Liliana sarebbe stata liberata nel maggio 1945. Tornata in Italia sarebbe vissuta nelle Marche con i nonni materni (la madre era deceduta subito dopo la nascita). Poi avrebbe conosciuto Antonio Belli Paci, cattolico ma anche lui detenuto nel lager della sterminio, che poi sarebbe diventato il compagno di tutta una vita.
Liliana solo agli inzi degli anni Novanta ha iniziato a parlare della tragedia della sua vita, partecipando attivamente alle attività di testimonianza e di memoria, dando voce, la sua voce, alla memoria di quegli anni tragici, che per molti diventava una sorta di incidente della storia.
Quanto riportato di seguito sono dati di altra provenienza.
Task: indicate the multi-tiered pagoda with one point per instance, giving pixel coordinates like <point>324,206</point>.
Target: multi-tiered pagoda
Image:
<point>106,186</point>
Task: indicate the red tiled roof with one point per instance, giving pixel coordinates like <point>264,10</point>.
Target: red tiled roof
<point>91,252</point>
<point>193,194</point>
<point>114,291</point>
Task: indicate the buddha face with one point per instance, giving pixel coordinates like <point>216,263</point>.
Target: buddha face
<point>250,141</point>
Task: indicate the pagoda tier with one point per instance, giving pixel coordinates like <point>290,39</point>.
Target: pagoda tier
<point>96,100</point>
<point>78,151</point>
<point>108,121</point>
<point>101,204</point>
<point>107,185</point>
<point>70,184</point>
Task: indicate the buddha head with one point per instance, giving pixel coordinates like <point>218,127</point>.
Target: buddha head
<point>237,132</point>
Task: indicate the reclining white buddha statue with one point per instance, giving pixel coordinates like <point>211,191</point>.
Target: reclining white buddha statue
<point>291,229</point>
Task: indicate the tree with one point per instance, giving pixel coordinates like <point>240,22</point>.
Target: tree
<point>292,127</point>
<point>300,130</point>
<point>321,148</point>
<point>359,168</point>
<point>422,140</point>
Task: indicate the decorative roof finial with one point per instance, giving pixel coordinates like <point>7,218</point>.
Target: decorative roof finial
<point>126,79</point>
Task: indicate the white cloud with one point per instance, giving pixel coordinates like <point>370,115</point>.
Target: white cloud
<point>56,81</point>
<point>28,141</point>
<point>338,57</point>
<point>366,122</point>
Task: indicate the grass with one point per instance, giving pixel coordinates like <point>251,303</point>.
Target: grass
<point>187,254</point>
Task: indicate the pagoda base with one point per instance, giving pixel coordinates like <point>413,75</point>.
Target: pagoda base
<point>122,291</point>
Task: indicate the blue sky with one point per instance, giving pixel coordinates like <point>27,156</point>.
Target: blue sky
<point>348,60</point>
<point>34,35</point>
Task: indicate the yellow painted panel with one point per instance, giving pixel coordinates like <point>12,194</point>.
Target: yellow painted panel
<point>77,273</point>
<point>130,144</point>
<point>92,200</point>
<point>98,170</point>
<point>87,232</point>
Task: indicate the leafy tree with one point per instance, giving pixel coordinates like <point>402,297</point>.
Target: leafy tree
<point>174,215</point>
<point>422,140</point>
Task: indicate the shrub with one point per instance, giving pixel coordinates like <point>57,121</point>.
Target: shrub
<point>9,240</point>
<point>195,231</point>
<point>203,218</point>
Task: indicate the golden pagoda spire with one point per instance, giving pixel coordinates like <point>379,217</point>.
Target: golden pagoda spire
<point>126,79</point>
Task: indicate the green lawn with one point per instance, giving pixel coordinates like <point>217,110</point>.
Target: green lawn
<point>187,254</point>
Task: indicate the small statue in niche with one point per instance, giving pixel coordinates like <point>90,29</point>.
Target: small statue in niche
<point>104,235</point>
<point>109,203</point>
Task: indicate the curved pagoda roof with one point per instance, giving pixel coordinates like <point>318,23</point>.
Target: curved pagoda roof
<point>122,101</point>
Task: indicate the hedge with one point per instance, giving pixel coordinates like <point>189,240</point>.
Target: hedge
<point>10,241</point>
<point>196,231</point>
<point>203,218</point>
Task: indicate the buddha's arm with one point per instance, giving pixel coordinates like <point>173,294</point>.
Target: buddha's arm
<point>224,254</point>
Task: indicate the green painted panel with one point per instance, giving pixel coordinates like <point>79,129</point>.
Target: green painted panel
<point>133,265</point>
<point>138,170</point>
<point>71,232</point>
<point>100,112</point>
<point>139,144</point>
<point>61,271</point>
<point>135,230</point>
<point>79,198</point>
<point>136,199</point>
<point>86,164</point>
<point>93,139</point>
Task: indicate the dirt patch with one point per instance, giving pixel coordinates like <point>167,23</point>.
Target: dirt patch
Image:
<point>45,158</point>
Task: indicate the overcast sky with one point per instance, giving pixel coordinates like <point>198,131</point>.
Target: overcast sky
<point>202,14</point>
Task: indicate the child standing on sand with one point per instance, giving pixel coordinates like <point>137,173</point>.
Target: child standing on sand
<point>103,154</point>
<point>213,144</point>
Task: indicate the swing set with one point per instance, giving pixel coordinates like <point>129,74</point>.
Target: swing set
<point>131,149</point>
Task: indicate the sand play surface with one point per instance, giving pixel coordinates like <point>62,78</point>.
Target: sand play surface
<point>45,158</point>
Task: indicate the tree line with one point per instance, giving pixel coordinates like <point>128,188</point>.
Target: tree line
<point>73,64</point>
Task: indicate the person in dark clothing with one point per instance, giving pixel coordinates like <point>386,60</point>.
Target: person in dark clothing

Il presidente Mattarella con questa nomina, a differenza di Giorgio Napolitano che aveva nominato senatori Mario Monti, Claudio abbado, Renzo Piano, Elena Cattaneo e Carlo Rubbia, tutte nomine in un certo senso facili da individuare, trattandosi di eccellenze della cultura nazionale, ha scelto una signora ormai anziana, perfettamente sconosciuta alle grandi masse e ai media.
Una nomina che non è un riconoscimento formale, ma una sfida alla indifferenza di chi rifiuta la memoria.
Una stella luminosa e abbagliante di questi nostri cieli sempre più vacui e buii.